Choose a tag to compare

@chonknick chonknick released this 30 Mar 06:13
· 7 commits to main since this release

What's New

.patterns() API now available in Python and JavaScript

The multi-byte pattern support from v0.10.0 is now exposed in all binding layers:

Python:

from chonkie_core import Chunker, chunk, chunk_offsets

# Composable with delimiters
chunks = list(Chunker(text, delimiters="\n.?!", patterns=["。", ",", "!"]))

# Convenience function
for c in chunk(text, delimiters=".", patterns=["。"]):
    print(bytes(c))

# Offsets
offsets = chunk_offsets(text, delimiters=".", patterns=["。

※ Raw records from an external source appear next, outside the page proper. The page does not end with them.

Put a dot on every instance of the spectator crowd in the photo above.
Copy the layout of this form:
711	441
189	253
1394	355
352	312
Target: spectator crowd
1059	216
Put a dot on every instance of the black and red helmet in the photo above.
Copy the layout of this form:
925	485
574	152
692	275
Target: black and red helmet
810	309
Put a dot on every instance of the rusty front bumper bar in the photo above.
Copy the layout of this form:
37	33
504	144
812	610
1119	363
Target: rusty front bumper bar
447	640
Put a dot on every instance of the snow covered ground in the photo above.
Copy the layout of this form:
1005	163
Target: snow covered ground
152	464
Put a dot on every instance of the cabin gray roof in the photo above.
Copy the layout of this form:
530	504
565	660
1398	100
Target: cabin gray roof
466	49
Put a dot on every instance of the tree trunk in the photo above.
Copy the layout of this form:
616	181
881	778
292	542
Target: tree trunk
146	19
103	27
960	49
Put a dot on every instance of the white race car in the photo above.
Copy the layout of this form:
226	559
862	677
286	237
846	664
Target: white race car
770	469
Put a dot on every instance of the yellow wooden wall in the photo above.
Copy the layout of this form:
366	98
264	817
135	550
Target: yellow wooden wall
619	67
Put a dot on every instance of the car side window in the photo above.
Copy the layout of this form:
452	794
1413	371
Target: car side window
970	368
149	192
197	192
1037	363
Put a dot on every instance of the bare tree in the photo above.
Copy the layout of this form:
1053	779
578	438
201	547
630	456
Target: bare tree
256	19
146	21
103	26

"])

JavaScript:

import { chunk, chunk_offsets, Chunker } from '@chonkiejs/chunk';

// Generator
for (const c of chunk(text, { delimiters: ".", patterns: ["。", ","] })) { ... }

// Offsets
const offsets = chunk_offsets(text, { delimiters: ".", patterns: ["。"] });

// Class
const chunker = new Chunker(text, { delimiters: ".", patterns: ["。"] });

Also fixes an existing bug in the JS wrapper where consecutive and forwardFallback options weren't being passed through in the non-pattern code path.